Aggressive behaviour of anti-vaxxers and their toxic replies in English and Japanese | Humanities and Social Sciences Communications https://www.nature.com/articles/s41599-022-01245-x This paper analyzed English and Japanese Twitter data to characterize the reply behavior of anti-vaccine (anti-vaccine) groups. The main findings are as follows
- Anti-vaccinationists are the most aggressive in sending replies to users of other beliefs, especially neutral accounts, which are significantly more toxic and negative in content. These replies are often directed to vaccine-related posts.
- Influential users and accounts with large followings (e.g., medical professionals, scientists, policy makers, and media representatives) tend to receive the most toxic replies from anti-vaccine groups.
- Pro-vaccine accounts with only a few followers in English also received highly toxic replies, but this was not the case in Japanese.

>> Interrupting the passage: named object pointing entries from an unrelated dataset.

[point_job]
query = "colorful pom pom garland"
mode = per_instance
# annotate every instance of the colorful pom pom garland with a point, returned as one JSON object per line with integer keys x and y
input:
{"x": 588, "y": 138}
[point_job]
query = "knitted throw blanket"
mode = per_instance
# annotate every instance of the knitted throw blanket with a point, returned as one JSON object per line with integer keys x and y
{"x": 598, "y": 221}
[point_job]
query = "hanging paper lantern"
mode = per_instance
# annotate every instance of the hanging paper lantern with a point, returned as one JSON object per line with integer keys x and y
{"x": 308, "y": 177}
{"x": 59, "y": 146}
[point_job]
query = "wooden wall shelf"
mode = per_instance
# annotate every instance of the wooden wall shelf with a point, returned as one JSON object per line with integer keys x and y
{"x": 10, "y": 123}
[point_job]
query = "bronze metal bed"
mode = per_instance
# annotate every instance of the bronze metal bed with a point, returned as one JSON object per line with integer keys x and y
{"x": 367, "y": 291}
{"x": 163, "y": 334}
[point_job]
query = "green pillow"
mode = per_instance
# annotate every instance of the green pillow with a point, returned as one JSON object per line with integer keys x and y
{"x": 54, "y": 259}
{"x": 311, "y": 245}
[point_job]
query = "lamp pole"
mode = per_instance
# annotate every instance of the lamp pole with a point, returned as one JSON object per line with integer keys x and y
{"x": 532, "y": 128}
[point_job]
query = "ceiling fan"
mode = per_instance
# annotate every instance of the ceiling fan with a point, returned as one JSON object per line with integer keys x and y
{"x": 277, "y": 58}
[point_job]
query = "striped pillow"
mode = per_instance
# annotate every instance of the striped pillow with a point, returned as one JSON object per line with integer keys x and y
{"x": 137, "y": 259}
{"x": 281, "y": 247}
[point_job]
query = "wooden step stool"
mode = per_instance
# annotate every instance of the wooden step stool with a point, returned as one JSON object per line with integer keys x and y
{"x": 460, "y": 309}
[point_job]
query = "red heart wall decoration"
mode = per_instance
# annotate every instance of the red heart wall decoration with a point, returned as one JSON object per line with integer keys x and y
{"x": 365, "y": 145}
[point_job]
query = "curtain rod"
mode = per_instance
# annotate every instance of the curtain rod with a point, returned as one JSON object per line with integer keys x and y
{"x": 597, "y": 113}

These results provide insight into language-dependent and language-independent measures to counter the aggressive behavior of antivaccinationists. They suggest that platforms should take steps to prevent exposure of antivaccinationist discourse to other users and that pro-vaccinationists should be prepared for highly toxic and emotional replies from antivaccinationists.
What are the specific methods?
The following specific methods were used in this study
- Data collection: continuous collection of COVID-19 related tweets from February to December 2020. Extracted tweets containing vaccine-related keywords.
- Clustering based on RT network: community detection was performed on the RT network to classify users into stances against vaccines (anti-vaccine, neutral, etc.).
- Analyze reply behavior: examine the frequency of replies from anti-vaccine groups, target clusters, popularity of reply destinations, etc.
- Toxicity measurement: Google’s Perspective API was used to measure the aggressiveness of replies. Japanese tweets were measured for toxicity after translation.
- Emotional analysis: the degree of negativity and positivity of replies and emotional arousal were measured using the Emotional Dictionary (LIWC 2015, Wariner et al.
- Analysis of the relationship between the number of followers and the toxicity: the correlation between the number of followers of the user to whom the reply was sent and the maximum toxicity value of the reply received was investigated.
By utilizing these methods, we analyzed the characteristics of aggressive reply behavior of anti-vaccine groups from multiple perspectives in the different language spheres of English and Japanese.